ツアーに参加する場合は、下記のNPOひがし大雪自然ガイドセンターのウェブサイトから予約できるので、特に連休や夏休みなどに参加を予定している場合は、早めに予約しておいた方がいいだろう。
タウシュベツ川橋梁を撮り続ける写真家
タウシュベツ川橋梁の写真を撮るために移住してしまった人がいる。写真家の岩崎量示氏である。
岩崎氏はタウシュベツ川橋梁の写真集を出版したいと思っていたそうだが、無名の写真家だったためスポンサーが付かず、出版するお金もなかった。
そこで彼はクラウドファンディングで利用し、写真集を出版するためのお金を集めた。そして、思った以上にお金が集まったので、当初予定していた部数よりも多くの部数の写真集を自費出版したのである。
この写真集はミニバンの中でガイドさんから見せてもらったが素晴らしい写真が満載であった。
下記の岩崎氏のウェブサイトでも、彼の撮影した写真の一部を見ることができる。
なめていたらすごかった!入場料無料のひがし大雪自然館
ぬかびら温泉郷からの観光はタウシュベツ川橋梁だけではない。「ひがし大雪自然館」という大雪山国立公園の東大雪地域の生きものなどを展示しているというビジターセンターも見逃せない観光スポットだ。

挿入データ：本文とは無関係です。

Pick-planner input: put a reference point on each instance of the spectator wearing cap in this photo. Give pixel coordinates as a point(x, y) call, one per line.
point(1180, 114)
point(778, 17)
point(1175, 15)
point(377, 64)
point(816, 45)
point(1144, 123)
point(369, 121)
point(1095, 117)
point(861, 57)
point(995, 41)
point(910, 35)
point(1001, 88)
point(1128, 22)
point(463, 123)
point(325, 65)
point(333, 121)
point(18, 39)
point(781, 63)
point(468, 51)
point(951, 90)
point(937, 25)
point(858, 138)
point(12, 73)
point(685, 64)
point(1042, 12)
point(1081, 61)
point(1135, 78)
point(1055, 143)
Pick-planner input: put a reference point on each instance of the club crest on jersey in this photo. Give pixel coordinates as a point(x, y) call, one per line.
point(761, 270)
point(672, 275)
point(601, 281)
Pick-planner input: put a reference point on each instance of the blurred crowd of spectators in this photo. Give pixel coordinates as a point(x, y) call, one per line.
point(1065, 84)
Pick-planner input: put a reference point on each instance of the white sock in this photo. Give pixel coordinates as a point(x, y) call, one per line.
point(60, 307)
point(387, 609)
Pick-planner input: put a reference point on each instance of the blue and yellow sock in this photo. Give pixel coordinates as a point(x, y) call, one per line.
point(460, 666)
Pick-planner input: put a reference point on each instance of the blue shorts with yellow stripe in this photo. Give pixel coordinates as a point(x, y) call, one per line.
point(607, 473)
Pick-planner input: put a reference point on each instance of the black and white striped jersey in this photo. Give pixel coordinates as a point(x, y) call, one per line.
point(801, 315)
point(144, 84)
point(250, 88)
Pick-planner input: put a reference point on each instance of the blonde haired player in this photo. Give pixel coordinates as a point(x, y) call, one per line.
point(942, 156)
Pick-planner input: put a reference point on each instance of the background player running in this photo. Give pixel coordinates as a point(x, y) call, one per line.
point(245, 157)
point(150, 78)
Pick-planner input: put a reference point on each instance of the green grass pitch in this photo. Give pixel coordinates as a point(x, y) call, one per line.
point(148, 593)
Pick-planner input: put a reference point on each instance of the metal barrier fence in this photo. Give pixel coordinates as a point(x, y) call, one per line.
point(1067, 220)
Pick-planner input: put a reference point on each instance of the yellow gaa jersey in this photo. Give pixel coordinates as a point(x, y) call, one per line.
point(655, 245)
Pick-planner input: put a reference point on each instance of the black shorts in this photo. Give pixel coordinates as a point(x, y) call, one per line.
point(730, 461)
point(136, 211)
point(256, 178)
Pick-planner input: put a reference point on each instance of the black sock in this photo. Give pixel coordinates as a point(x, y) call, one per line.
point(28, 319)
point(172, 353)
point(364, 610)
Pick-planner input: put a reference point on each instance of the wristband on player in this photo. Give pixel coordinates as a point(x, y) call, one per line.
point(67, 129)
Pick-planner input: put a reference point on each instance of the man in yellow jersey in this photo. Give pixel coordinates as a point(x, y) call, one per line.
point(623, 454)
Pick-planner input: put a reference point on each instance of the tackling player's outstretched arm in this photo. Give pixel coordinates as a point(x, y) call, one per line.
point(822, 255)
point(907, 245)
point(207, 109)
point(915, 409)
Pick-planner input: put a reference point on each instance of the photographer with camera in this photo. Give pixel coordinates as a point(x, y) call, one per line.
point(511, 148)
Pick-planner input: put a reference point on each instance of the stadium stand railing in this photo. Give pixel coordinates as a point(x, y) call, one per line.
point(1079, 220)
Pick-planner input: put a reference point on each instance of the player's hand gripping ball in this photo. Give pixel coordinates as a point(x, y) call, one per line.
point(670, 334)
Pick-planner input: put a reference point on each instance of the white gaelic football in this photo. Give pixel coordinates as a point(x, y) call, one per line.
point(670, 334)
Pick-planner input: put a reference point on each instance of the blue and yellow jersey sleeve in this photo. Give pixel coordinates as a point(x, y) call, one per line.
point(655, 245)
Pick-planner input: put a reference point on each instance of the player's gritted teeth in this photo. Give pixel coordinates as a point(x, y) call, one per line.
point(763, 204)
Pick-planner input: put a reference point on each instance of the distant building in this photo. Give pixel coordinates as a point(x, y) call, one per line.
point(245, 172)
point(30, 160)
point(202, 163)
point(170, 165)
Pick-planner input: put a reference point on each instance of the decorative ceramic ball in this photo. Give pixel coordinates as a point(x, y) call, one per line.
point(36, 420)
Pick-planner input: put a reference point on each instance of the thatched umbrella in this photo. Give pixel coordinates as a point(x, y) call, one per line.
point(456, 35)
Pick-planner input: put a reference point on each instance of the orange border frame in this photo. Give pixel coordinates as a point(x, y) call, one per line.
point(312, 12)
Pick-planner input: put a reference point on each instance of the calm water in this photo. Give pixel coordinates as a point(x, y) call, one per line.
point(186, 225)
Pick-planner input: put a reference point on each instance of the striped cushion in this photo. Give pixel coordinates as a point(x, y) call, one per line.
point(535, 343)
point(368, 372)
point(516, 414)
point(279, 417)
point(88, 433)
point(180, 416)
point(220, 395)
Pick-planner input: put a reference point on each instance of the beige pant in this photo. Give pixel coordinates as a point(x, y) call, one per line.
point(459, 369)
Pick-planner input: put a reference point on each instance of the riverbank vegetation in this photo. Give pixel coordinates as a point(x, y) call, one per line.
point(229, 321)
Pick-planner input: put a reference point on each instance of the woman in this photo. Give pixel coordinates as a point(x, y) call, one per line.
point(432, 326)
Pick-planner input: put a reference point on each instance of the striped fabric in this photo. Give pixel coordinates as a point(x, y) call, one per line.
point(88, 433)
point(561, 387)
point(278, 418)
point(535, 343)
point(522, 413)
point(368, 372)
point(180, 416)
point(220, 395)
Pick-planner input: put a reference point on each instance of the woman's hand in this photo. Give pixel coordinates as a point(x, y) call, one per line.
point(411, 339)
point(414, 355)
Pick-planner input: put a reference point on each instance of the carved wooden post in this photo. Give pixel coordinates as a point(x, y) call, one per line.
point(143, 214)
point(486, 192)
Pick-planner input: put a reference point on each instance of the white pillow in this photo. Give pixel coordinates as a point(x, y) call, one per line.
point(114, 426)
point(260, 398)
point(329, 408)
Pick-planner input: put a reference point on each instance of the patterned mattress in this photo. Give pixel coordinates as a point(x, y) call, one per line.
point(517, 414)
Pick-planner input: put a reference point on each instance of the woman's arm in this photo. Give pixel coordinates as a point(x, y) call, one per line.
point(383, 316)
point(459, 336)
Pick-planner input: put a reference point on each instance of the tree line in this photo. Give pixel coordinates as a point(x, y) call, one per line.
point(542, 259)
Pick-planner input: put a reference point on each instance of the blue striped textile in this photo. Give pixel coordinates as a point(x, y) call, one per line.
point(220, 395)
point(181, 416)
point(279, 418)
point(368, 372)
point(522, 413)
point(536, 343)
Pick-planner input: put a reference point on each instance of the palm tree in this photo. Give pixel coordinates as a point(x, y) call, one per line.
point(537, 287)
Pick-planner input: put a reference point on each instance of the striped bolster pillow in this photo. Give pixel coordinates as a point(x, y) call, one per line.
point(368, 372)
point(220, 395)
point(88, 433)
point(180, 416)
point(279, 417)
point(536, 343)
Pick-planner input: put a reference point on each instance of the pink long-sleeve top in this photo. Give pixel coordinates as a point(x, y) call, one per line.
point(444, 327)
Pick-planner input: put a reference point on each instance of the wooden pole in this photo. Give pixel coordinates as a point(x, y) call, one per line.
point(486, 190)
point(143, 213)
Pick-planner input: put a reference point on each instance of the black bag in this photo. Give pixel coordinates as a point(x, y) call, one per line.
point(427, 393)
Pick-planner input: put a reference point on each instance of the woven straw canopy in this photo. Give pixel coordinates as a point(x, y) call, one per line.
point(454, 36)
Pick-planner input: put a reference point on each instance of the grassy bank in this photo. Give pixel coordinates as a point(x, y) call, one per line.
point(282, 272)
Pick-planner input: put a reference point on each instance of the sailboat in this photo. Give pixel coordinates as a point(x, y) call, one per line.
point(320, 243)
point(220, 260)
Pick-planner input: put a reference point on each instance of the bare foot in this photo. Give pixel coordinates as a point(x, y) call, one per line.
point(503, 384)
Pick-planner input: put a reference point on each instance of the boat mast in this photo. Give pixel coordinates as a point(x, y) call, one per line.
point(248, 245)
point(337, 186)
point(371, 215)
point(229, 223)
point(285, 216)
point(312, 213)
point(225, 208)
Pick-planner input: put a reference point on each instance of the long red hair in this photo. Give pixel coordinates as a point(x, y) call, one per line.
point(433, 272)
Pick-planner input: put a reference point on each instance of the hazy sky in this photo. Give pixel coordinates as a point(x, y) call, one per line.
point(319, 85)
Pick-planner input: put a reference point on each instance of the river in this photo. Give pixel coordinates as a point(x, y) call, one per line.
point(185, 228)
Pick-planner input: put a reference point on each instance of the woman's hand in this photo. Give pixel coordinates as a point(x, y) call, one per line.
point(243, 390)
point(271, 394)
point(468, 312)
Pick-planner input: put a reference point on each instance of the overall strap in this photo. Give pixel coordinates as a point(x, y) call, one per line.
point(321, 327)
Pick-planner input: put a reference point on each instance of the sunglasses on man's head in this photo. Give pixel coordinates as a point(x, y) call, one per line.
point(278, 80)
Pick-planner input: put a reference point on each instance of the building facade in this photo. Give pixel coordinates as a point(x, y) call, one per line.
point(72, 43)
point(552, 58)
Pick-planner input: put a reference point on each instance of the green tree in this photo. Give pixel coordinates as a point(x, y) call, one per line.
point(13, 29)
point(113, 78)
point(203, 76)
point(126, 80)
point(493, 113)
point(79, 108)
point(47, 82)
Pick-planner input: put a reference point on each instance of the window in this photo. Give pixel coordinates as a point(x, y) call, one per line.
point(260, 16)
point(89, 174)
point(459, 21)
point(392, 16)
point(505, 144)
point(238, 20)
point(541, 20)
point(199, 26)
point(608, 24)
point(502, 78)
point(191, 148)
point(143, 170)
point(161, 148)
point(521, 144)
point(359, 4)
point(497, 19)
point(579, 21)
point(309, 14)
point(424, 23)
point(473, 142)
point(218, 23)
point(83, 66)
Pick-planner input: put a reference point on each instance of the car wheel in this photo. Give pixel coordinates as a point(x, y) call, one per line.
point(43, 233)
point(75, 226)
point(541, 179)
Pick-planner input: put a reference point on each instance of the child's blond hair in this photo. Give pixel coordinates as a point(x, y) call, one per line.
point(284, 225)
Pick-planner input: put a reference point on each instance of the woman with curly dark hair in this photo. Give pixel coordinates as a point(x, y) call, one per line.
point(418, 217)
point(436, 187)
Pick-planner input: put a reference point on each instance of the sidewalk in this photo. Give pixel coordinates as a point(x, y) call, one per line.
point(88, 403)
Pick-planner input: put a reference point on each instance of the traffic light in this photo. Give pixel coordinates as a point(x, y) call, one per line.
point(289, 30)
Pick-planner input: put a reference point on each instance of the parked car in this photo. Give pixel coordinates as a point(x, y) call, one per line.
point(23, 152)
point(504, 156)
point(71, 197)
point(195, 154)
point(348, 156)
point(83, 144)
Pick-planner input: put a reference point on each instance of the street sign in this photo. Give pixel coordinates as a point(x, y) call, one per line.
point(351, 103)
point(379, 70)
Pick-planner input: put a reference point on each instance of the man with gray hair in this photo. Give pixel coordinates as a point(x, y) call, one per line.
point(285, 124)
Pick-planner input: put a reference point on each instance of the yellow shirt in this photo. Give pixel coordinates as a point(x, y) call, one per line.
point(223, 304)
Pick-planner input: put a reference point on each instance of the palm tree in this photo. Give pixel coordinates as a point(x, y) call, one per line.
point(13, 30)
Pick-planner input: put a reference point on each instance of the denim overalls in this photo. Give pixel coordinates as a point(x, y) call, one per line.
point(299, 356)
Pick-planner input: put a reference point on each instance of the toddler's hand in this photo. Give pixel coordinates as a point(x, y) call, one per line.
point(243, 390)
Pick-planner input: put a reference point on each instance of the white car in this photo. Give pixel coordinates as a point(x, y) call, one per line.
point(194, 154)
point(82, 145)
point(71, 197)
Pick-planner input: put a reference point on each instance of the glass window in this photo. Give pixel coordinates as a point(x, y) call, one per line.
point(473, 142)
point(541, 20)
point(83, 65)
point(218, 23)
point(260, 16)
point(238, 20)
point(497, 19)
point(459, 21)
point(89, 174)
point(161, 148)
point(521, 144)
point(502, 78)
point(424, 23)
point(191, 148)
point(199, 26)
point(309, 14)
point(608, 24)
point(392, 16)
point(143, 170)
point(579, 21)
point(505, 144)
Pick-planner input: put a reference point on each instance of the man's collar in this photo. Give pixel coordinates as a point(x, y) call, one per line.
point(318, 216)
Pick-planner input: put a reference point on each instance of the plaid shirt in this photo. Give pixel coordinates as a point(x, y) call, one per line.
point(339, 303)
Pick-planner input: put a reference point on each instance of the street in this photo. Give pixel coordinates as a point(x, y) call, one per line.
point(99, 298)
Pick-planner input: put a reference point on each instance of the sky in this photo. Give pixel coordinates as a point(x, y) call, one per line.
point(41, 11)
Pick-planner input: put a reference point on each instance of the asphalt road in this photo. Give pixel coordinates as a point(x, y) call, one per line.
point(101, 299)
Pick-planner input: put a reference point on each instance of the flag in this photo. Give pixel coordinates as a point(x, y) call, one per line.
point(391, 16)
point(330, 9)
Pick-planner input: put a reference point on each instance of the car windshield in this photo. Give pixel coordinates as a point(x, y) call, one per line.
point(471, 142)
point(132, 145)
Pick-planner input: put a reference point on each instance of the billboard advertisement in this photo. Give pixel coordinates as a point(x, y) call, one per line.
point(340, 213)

ぬかびら温泉郷のホテルや旅館が集まっている場所は狭いエリアであり、建物が密集しているわけではないので、迷うことなくたどり着くことができる。このひがし大雪自然館が予想をはるかに超える充実ぶりなのである。
バスを待つ間、ひがし大雪自然館へ
もしバスでぬかびら温泉郷から帯広に戻るとなると、バスの本数はそれほど多くはない。バスが来るまで時間があるなら、ひがし大雪自然館を訪れるといいだろう。
ひがし大雪自然館はログハウスのようなおしゃれな建物である。しかし、「中はたいしたことないんだろう」と思いながら中へ入ると期待はいい意味で裏切られる。
無料とは思えないほど充実した展示物
ひがし大雪自然館の中に入ると動物の剥製の展示されていたが、展示の仕方がとても素晴らしいのだ。空間をぜいたくに使い、熊やエゾシカ、クマタカなどの剥製が躍動感があるように展示されているのである。
ログハウス調の建物の天窓から入ってくる光も開放感を感じさせ、うまく作られているなと感心してしまう。これで入館料は無料なのだから驚きである。
蝶やカブトムシなどの昆虫類の展示も豊富
剥製が展示されている広い空間を抜け、奥に進むと昆虫類が展示されている。ここでは蝶の美しさに目を奪われることだろう。また、カブトムシなどが展示されており、中にはかなり大きなものもある。昆虫類の展示は豊富であり、昆虫が好きなら見学に時間がかかるかもしれない。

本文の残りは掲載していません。